なんで若達は私の味方になってくれないの!!?
ほとんどもう自己中心的な理由で私は志帆ちゃんを悪役にしていく。
最低な人間である事を承知していながら、自分の感情を抑える事が出来ない。
後ろの方で足音がした。振り向くと若だった。
いい事を思いついた。手っ取り早くこうしていれば良かったのか。
明らかにいやそうな顔をしている若を呼び、自分の前に立たせる。
「ねぇ、若」
「……なんでしょうか、中谷先輩」
「何で私の事信じてくれないの?」
「さぁ、何ででしょうね?あなたが一番よく知っているかと思いますが。」
生意気ね、本当に。
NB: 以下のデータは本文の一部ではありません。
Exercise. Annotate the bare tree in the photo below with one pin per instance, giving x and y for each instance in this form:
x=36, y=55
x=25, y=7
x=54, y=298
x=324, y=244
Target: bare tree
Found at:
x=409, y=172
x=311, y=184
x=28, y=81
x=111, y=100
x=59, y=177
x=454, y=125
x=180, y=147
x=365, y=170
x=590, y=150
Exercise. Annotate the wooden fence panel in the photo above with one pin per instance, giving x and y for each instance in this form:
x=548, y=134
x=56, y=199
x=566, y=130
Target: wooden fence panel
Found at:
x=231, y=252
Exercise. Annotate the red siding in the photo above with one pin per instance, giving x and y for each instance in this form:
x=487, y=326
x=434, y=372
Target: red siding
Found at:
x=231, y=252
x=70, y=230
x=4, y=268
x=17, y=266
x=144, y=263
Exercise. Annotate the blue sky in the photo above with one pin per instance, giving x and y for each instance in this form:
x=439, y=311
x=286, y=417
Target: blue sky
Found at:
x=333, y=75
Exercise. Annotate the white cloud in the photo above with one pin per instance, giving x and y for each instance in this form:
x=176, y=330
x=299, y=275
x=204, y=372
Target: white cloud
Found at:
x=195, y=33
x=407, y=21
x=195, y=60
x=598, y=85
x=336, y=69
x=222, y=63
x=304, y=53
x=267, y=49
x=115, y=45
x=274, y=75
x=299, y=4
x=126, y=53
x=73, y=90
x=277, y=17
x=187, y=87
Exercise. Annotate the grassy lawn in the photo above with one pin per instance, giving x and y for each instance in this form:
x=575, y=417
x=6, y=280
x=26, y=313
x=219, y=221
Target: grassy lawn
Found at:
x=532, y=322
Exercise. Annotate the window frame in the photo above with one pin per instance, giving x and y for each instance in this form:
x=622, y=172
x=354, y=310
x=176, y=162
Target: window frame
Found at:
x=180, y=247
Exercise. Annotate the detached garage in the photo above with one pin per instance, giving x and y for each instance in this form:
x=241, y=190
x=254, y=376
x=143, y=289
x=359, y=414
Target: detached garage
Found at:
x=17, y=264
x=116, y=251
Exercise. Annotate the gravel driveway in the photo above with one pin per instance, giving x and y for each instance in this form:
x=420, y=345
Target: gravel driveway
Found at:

でも、そんな口きいていられるのも今だけ…
若には駒になってもらうわ。
志帆ちゃんの情けない顔を見るための、ね?
私たちが今いるのは部室裏。
そこには水道があって、人ごみやうるさいところが嫌いな若はいつもここで水分補給をしたり、顔を洗ったりしている
まぁ、この情報も志帆ちゃんから聞いたんだけどね
後2、3分もすれば志帆ちゃんがドリンクを作りに来る。
「何もないんだったら、帰ってくれませんか?」
「いいの?そんなこと言ってて…」
「は?どういう意味で………んっ!!!」
強引に若にキスをする。
うっすら目を開けるといやそうな顔…
そんなに私とのキスがいやだった?
そう思ったと同時に後ろでボトルの落ちた音がする。
あぁ、志帆ちゃんだ…
それじゃあおこの辺で、作戦開始にしましょうか。
ね?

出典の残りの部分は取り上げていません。